Da Volker Weiß Sarrazin als „geübten Demagogen“ (S. 114) charakterisiert und ebenfalls ausführlich seine pseudo-biologischen und fadenscheinigen genetischen Argumentationen herausarbeitet, spräche vieles dafür, noch einen Schritt weiter zu gehen und den angeblichen „Klartext-Politiker“ (S. 128) folgerichtig als „lupenrein[en] Rassist[en]“2 zu bezeichnen. Denn die in seinem Buch beschriebenen vielgestaltigen sozialdemokratischen Ideale dienen größtenteils nur einem Zweck: der pseudo-wissenschaftlichen Begründung seiner unhaltbaren Theoreme.

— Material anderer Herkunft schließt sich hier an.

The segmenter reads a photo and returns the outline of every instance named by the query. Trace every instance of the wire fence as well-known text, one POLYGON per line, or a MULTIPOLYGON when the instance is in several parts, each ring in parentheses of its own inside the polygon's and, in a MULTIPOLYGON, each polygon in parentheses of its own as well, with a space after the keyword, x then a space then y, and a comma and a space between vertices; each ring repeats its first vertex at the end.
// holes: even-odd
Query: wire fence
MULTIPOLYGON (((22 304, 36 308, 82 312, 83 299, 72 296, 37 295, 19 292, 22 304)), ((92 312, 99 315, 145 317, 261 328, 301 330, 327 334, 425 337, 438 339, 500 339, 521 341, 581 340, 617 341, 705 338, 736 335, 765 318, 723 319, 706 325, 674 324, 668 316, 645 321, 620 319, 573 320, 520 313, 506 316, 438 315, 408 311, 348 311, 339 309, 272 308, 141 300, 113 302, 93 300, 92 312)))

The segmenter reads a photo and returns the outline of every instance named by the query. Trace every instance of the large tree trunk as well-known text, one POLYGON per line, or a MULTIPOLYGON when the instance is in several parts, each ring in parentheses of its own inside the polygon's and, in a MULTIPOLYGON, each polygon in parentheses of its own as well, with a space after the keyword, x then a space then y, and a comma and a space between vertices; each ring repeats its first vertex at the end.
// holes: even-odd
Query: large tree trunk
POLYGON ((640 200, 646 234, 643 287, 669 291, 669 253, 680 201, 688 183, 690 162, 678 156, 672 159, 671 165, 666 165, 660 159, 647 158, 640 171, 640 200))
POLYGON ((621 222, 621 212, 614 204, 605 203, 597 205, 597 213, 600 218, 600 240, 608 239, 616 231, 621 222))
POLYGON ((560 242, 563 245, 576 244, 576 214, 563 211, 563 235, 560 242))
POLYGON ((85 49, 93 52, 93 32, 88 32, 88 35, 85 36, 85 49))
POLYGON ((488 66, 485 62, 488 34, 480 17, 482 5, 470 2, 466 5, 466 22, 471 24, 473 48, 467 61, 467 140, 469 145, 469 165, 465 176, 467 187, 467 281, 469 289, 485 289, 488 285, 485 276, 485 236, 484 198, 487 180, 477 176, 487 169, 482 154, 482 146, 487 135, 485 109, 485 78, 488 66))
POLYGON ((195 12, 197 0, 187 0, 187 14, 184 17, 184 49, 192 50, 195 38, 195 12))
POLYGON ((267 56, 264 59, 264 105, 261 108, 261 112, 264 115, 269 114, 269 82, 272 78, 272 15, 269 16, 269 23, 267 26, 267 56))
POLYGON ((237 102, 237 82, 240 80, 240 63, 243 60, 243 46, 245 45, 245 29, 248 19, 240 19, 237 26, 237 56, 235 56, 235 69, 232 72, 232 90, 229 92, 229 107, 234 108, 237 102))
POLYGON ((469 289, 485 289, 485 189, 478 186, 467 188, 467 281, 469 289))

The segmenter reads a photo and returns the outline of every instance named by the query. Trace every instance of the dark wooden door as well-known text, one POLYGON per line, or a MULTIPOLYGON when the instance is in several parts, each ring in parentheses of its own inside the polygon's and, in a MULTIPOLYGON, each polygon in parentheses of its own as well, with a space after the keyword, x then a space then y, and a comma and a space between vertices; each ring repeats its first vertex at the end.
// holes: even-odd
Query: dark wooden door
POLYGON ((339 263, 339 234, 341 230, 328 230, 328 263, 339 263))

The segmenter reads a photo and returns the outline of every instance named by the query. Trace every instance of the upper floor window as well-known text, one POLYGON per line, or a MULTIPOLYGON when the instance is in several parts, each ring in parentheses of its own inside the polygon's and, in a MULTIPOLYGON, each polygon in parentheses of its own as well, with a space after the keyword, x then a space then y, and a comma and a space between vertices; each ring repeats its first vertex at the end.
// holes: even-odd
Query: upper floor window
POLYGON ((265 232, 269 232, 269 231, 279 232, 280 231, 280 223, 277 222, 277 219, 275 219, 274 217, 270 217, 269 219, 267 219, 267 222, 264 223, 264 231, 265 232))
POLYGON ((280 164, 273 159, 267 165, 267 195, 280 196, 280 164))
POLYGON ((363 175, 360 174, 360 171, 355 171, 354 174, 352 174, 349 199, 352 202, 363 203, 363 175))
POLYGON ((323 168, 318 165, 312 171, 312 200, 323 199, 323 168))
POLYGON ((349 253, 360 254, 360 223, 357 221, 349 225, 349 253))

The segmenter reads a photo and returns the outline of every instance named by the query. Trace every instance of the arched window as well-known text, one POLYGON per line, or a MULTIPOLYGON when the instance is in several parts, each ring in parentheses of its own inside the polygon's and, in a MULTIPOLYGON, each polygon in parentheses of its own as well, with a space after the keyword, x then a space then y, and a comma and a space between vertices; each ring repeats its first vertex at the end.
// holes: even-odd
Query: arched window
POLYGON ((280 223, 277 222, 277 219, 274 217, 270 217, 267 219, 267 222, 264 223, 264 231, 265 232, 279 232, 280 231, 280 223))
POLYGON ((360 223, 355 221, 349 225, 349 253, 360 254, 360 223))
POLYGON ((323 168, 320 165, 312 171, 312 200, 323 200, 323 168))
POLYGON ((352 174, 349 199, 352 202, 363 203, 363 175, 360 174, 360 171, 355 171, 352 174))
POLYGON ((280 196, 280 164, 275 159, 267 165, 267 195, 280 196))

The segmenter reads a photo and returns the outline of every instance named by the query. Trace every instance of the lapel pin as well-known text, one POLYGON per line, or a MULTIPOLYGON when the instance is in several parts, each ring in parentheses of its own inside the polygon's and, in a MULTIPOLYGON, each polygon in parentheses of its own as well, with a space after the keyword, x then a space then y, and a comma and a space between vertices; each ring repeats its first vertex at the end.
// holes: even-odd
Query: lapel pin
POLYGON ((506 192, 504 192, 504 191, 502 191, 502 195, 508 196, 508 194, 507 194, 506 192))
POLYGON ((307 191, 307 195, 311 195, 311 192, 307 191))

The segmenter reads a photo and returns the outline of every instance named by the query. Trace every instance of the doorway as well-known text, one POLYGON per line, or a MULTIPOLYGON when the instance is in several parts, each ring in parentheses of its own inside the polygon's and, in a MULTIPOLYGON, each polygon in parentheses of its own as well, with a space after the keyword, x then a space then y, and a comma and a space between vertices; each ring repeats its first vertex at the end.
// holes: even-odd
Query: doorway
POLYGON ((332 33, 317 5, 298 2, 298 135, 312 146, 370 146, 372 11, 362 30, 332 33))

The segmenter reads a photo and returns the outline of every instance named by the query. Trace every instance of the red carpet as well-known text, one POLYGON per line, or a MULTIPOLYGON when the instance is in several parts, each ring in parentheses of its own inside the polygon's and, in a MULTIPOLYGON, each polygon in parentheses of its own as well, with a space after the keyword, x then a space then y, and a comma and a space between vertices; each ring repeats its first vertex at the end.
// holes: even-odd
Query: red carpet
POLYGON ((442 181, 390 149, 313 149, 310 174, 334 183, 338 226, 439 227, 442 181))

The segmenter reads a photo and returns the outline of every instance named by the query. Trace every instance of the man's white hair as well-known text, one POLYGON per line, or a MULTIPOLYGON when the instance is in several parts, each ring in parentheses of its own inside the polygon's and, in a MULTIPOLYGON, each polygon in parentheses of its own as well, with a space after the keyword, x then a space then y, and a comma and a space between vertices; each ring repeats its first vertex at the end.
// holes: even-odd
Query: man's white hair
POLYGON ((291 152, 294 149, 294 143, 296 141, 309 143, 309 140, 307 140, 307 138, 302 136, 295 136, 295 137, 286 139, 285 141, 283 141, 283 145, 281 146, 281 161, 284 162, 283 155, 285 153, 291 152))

Insgesamt zeigt sich Volker Weiß’ vor allem auf historischer Theorieanalyse basierende Untersuchung logisch, strukturiert, verständlich und methodisch zielführend aufgebaut. Künftige ähnlich gelagerte Studien werden an die von Weiß gewonnenen Erkenntnisse gewinnbringend mit neuen, bisher noch offenen wissenschaftlichen Fragestellungen anknüpfen können. Insbesondere stellt sich die Frage nach der Rolle der modernen, digitalen (Massen-)Medien an der Reproduktion von rassistischen, diskriminierenden, rechten Argumentationen innerhalb der Gesellschaft.

Anmerkungen:
1 Nora Langenbacher (Hrsg.), Die Mitte in der Krise. Rechtsextreme Einstellungen in Deutschland 2010, Bonn 2010, S. 72ff.